1. Innovation can arise in response to upheaval.
Sometimes innovation is planned — strategically determined and charted. At other times it comes upon us out of unexpected circumstances. For Notre Dame, the catalyst is a fire. For companies, it may be a startling economic downturn. Or a key supplier is struck by a natural disaster, upsetting a supply chain. A competitor becomes stronger, or weaker. Upheavals in normal business operations can generate a need for a quick and innovative response. Leaders must be ready for both planned and spontaneous innovation opportunities.

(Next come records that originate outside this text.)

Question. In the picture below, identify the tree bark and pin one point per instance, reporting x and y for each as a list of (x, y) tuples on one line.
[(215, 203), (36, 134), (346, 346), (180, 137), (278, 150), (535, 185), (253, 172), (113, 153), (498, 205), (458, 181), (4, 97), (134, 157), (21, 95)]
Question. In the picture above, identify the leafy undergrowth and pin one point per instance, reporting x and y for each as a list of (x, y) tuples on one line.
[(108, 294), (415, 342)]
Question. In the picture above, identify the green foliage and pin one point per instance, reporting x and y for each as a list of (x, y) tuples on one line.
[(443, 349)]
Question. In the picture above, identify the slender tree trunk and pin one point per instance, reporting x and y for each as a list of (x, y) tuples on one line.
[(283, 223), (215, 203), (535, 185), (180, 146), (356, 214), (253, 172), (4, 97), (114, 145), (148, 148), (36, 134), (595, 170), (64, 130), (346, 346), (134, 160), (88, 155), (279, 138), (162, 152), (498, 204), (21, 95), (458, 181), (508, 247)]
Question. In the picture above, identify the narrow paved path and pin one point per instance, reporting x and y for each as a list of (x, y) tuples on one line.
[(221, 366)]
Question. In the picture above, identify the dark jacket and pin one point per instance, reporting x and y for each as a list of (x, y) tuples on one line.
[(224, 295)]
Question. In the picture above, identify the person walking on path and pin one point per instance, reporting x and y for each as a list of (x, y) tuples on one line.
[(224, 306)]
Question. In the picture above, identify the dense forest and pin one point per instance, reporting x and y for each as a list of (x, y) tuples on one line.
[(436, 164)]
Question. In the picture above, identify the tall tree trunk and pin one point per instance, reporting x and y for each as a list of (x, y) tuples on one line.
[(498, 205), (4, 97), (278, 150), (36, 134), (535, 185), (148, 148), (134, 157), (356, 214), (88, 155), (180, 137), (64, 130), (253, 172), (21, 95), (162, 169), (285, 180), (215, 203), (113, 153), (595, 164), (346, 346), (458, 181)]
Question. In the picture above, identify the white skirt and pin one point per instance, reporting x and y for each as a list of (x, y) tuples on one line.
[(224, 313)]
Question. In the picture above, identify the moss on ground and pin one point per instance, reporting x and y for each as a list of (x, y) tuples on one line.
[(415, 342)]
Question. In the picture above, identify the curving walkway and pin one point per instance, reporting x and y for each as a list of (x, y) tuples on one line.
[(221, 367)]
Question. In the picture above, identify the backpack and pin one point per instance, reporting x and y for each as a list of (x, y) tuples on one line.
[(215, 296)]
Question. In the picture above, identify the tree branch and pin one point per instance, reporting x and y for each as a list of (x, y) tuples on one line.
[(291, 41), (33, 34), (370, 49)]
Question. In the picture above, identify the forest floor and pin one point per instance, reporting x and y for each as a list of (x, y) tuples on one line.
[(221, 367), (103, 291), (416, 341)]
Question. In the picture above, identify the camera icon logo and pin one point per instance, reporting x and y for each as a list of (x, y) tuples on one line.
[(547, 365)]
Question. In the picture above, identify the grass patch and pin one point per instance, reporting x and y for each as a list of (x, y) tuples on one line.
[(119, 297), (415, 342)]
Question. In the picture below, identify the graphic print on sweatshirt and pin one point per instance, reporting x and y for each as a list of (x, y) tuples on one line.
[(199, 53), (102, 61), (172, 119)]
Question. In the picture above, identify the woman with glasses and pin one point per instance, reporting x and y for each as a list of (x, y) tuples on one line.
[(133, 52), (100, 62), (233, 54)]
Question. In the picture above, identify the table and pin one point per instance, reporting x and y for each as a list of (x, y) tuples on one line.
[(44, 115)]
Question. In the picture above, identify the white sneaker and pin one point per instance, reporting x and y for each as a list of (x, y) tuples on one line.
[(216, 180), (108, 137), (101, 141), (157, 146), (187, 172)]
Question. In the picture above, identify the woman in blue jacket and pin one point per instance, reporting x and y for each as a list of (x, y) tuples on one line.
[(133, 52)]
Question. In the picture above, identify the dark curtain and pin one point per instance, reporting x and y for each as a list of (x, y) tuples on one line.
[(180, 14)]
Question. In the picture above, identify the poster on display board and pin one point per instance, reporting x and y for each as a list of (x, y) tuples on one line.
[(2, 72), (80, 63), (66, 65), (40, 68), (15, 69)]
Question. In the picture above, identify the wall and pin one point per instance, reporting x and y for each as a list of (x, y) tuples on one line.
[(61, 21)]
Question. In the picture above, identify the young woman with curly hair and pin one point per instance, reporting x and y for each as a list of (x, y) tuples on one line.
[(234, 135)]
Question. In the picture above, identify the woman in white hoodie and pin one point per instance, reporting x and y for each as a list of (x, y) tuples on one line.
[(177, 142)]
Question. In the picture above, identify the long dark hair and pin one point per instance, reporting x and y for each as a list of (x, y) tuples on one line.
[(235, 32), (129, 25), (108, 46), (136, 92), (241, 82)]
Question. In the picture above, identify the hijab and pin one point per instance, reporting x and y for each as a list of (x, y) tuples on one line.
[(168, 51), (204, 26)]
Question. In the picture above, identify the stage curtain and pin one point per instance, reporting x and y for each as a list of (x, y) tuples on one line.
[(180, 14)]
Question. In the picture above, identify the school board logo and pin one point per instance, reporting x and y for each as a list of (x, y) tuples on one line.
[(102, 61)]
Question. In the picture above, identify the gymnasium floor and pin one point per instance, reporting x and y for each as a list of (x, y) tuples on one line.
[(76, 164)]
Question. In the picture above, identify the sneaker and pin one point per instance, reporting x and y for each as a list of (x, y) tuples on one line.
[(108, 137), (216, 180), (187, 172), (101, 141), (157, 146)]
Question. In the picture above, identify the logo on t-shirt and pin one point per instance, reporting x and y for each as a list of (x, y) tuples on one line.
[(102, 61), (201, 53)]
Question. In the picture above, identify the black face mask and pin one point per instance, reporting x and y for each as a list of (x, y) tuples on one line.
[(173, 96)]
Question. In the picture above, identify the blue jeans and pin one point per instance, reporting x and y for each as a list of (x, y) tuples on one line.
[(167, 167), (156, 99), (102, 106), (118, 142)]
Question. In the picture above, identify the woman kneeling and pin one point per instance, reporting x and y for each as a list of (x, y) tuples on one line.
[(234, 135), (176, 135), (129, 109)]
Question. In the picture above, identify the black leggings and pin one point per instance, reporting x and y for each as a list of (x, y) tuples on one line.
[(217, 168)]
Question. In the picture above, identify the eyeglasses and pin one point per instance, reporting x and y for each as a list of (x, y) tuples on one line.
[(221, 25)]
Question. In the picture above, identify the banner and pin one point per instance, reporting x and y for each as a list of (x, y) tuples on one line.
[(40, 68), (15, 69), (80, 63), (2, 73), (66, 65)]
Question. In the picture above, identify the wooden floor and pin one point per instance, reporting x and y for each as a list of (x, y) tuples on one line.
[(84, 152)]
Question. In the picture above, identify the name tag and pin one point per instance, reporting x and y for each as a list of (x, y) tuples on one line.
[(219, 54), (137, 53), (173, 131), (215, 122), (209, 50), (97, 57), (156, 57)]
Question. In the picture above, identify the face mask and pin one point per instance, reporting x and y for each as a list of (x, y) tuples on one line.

2. Tragedy can bring opportunity.
While no one can be happy about the destruction at Notre Dame, the nearly $1 billion in donations raised in a matter of days means that the cathedral’s rebuilding efforts will be funded at more than five times the former restoration budget. There is talk of an architectural competition for alternative roof designs (surely to spark a spirited debate among traditionalists about the most famous Gothic structure built more than 850 years ago). The fire also generated the opportunity to reflect on the value of culture, and created a global community of those who felt connected to the Cathedral in some way. The memory of nearly losing this cultural treasure means that its value will be uppermost in the hearts and minds of people worldwide for decades to come.
3. Luck often plays a part.
In spite of the devastation, not a single life was lost in the fire (although it was reported that one firefighter was seriously injured). Sixteen copper statues of the 12 apostles and the four evangelists had been removed for restoration just a week ago, saving them from what likely would have been complete destruction. The fire also did not reach the towers, where the iconic stained glass rose window would likely have been destroyed once the heat melted its lead lattice. Plus, within the last decade historian Andrew Tallon completed detailed laser scans of Notre Dame, using technology unavailable only recently. Yes, we are saddened at the loss, but as seasoned innovation executives will admit, there are often forces of luck that influence outcomes both positive and negative.
Your challenge for the week: Consider how prepared you are to take advantage of innovation opportunities that may arise from unexpected events. Can you be nimble and responsive in the face of upheaval?